Evaluation methodology
Safety evaluations use Production Benchmarks, described as a new, more challenging set built around cases where existing models were not giving ideal responses, drawn from production data; these are "deliberately created to be difficult" and error rates are stated to be "not representative of average production traffic." Jailbreak robustness is measured via an adaptation of the academic StrongReject eval, which inserts known jailbreak prompts into disallowed-content examples and grades output against OpenAI policy. Online A/B testing provides early signal on prevalence of undesired responses in deployment, though with "wide error bars" due to the low prevalence of such responses and small test sizes.

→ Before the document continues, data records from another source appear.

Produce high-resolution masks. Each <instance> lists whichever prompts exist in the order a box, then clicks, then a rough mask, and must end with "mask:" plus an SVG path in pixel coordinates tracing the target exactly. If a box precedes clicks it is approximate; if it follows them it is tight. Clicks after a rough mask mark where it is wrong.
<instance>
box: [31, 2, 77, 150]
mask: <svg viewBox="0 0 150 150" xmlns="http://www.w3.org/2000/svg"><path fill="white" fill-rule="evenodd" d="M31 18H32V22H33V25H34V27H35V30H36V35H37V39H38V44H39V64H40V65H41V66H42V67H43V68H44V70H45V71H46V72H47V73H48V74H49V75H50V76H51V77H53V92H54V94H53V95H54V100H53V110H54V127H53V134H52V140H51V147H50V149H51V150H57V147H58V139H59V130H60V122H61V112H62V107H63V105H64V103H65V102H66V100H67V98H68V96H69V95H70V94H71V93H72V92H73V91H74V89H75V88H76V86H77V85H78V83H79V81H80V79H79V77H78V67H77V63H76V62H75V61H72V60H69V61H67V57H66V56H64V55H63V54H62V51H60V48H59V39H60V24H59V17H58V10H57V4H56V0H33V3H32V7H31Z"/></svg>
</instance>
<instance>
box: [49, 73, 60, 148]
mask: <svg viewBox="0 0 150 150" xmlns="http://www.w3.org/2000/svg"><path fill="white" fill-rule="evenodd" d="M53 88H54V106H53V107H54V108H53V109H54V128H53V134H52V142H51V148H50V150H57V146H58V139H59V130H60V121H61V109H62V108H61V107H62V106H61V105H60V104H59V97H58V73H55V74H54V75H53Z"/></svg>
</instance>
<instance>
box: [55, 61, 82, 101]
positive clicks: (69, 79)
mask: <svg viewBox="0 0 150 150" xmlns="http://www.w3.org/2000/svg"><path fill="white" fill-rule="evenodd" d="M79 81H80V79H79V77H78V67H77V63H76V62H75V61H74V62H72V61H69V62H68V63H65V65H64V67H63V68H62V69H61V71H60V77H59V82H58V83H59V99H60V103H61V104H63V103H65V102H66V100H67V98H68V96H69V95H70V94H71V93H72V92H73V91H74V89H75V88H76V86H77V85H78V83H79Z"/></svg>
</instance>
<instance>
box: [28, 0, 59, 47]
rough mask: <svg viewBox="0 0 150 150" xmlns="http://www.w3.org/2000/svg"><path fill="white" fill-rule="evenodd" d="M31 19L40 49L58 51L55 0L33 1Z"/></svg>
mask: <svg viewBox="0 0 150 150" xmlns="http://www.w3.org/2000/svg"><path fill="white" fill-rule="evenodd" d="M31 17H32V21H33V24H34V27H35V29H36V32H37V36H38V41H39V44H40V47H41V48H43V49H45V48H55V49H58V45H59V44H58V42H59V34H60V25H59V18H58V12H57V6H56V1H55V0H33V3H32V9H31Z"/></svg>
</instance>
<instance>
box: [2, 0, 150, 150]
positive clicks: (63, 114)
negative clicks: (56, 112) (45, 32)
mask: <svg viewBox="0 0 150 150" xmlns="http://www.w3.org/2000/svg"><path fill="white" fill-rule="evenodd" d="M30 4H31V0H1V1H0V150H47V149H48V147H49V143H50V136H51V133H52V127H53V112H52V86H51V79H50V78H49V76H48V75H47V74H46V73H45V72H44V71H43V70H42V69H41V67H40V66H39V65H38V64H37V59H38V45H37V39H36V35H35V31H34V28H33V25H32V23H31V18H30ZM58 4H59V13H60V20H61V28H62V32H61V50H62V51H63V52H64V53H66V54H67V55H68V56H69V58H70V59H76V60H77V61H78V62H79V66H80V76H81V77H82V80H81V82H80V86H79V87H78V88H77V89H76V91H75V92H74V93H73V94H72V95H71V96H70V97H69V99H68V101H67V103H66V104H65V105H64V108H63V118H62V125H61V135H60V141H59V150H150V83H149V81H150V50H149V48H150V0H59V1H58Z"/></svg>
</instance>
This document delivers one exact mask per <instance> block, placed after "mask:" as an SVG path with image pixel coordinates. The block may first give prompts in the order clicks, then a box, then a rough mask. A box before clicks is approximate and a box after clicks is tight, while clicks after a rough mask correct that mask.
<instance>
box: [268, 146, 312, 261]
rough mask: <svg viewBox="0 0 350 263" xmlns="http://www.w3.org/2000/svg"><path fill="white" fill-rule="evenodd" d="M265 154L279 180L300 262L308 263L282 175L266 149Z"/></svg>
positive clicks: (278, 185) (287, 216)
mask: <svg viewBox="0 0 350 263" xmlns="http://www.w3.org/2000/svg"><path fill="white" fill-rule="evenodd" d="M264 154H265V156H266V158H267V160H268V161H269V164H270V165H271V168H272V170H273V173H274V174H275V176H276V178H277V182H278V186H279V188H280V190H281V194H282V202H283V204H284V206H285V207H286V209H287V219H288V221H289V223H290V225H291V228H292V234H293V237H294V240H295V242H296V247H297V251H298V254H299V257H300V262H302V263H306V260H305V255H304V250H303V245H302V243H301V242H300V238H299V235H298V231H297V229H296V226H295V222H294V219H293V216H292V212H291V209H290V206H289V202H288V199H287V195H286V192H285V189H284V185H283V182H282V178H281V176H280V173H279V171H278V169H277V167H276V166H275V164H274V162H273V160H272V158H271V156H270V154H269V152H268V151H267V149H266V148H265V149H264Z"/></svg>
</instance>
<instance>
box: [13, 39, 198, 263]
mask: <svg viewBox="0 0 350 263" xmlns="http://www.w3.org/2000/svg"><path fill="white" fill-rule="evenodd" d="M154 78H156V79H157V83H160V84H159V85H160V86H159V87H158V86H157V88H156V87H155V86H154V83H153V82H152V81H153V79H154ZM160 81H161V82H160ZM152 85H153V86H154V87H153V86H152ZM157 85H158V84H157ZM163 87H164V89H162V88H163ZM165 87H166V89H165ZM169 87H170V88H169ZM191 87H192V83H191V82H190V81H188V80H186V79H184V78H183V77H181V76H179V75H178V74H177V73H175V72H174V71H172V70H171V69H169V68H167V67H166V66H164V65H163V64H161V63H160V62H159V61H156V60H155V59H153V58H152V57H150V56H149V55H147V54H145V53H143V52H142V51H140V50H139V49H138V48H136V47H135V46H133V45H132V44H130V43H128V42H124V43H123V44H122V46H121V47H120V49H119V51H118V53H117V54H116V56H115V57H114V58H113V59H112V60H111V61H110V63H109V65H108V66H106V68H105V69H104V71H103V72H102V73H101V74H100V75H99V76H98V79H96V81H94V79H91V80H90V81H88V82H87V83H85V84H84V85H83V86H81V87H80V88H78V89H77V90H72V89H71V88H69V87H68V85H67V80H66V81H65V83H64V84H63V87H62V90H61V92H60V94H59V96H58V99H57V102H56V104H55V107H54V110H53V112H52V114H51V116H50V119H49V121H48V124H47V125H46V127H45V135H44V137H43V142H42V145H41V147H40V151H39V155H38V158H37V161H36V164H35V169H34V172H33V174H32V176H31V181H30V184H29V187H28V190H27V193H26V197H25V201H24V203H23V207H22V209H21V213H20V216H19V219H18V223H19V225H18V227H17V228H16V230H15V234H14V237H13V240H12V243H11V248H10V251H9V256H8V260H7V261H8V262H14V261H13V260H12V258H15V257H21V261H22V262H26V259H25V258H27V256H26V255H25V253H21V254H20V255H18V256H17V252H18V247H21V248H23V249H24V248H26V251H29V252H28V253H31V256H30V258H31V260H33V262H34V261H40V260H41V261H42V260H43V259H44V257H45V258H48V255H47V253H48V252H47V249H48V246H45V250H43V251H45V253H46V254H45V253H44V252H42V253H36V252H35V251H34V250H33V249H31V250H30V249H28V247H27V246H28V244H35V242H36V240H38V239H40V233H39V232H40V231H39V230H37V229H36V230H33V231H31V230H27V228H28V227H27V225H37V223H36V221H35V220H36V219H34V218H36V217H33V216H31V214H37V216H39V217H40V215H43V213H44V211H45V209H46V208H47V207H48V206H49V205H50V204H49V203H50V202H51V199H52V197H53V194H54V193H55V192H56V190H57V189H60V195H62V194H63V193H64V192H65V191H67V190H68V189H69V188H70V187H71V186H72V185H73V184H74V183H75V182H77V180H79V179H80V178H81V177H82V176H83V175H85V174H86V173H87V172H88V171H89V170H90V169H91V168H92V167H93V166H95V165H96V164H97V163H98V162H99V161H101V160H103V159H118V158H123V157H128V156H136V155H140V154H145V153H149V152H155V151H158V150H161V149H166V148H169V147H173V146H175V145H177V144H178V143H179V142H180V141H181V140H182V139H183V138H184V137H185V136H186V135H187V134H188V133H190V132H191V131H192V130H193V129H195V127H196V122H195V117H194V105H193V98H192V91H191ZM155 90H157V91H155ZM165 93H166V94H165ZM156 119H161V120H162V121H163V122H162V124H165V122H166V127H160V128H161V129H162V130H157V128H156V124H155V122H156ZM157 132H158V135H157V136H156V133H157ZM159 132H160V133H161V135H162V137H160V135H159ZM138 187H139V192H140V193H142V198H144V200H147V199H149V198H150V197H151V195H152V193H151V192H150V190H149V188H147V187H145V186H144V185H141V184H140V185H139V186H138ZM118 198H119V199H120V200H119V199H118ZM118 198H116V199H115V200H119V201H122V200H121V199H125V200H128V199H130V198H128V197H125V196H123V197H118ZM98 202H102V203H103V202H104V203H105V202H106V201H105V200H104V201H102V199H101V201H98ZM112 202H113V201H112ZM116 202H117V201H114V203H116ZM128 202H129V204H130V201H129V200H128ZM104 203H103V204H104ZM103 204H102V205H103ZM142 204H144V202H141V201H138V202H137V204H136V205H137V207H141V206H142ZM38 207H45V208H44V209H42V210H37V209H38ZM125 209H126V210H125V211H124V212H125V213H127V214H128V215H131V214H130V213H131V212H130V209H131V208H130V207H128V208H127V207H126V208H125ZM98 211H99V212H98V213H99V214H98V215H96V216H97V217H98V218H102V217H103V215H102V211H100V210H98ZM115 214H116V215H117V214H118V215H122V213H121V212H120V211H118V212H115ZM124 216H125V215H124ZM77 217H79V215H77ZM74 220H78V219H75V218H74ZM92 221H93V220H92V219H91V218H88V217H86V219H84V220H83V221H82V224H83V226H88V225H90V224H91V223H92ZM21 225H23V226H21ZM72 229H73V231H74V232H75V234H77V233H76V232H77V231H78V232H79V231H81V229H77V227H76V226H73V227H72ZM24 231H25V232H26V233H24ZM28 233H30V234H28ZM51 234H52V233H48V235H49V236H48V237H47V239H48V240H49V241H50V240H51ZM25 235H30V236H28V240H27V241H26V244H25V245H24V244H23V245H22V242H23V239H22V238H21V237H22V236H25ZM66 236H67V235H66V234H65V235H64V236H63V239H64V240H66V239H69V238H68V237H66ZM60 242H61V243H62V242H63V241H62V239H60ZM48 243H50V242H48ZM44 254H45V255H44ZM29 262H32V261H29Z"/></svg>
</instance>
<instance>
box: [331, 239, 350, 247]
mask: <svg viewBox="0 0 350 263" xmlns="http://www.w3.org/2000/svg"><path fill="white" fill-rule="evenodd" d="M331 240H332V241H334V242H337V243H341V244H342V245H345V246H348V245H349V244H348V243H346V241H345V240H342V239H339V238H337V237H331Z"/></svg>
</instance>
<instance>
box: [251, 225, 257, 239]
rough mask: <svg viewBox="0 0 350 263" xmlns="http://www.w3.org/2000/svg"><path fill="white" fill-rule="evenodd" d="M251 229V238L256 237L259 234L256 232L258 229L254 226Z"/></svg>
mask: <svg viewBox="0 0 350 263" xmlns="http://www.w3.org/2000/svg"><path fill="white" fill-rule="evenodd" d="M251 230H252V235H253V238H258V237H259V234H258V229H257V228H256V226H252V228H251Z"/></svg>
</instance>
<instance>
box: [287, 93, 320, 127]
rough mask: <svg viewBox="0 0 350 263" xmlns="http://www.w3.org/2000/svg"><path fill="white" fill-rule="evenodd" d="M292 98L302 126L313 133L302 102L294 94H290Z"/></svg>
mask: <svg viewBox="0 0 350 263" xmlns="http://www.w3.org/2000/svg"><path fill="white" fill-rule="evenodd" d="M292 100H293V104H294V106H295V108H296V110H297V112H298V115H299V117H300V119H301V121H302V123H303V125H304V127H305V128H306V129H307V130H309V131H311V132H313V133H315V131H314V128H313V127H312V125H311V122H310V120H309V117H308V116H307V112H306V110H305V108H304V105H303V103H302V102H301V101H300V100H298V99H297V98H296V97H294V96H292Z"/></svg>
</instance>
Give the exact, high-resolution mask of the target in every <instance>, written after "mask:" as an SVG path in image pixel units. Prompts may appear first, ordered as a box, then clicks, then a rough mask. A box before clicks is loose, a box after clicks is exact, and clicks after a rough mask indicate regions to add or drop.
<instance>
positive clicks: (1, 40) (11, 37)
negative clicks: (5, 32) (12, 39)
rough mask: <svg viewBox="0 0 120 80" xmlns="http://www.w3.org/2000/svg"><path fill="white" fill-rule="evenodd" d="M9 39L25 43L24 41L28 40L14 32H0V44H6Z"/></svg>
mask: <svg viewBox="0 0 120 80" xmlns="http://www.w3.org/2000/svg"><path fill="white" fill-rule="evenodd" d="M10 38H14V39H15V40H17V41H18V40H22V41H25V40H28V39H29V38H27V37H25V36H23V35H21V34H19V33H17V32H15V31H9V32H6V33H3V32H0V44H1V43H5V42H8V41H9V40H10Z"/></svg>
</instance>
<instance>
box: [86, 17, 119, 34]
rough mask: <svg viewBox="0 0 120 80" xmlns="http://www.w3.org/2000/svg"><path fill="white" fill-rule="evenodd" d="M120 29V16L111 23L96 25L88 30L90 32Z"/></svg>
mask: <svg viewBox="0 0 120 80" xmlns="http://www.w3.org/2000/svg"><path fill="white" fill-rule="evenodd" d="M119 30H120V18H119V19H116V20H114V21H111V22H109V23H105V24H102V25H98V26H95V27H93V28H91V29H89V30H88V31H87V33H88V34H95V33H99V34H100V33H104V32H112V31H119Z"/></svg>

The primary offline metric is not_unsafe, checking that model output is not disallowed under relevant OpenAI policy.
Safety testing
Disallowed content evaluations span 13 categories including harassment, hate, sexual content, self-harm, and two new categories — mental health (0.684 for gpt-5.1-thinking, 0.883 for gpt-5.1-instant) and emotional reliance (0.785, 0.945). gpt-5.1-thinking shows "light regressions" relative to gpt-5-thinking on harassment (0.747 vs. 0.815), hate (0.839 vs. 0.883), and sexual content (0.895 vs. 0.906). On jailbreak resistance via StrongReject, gpt-5.1-instant scores 0.976 not_unsafe, outperforming gpt-5-instant-aug15 (0.683) and gpt-5-instant-oct3 (0.850); gpt-5.1-thinking scores 0.967, on par with gpt-5-thinking (0.974). Under the Preparedness Framework, GPT-5.1 is treated as High risk in the Biological and Chemical domain; cybersecurity and AI self-improvement evaluations indicate the models "do not have a plausible chance of reaching a High threshold."
Mitigations
Safety mitigations are stated to be "largely the same as described in the GPT-5 System Card." GPT-5.1 is treated as High risk in the Biological and Chemical domain with corresponding Preparedness Framework safeguards applied. Routing to specific safer models is named as a potential post-launch mitigation if online measurements signal further issues, particularly for mental health and emotional reliance categories.
Deployment and access
GPT-5.1 Instant and GPT-5.1 Thinking are accessible through ChatGPT; GPT-5.1 Auto routes queries automatically so users typically need not select a model. The card does not specify API availability, license terms, pricing, or access tiers beyond what was described in the original GPT-5 System Card.
Limitations
gpt-5.1-thinking shows acknowledged regressions on harassment, hate, and sexual content relative to gpt-5-thinking, with improvements described as in progress. gpt-5.1-instant shows slight regressions on sexual content, violent content, mental health, and emotional reliance relative to gpt-5-instant-oct3. A regression in gpt-5.1-thinking on self-harm prompts with image inputs is noted, with further improvements described as ongoing. Online measurements for mental health, emotional reliance, and self-harm carry low statistical confidence due to the low prevalence of relevant events and small A/B test sizes; OpenAI states it will continue post-launch investigation.
What's new
This addendum introduces updated baseline safety metrics for GPT-5.1 models compared to their GPT-5 predecessors. Two evaluation categories are newly reported: mental health, covering signs of isolated delusions, psychosis, or mania, and emotional reliance, covering unhealthy emotional dependence or attachment to ChatGPT; both were first introduced in a prior GPT-5 system card update on sensitive conversations. Production Benchmarks are described as a new, harder evaluation set introduced to address saturation of earlier standard evaluations.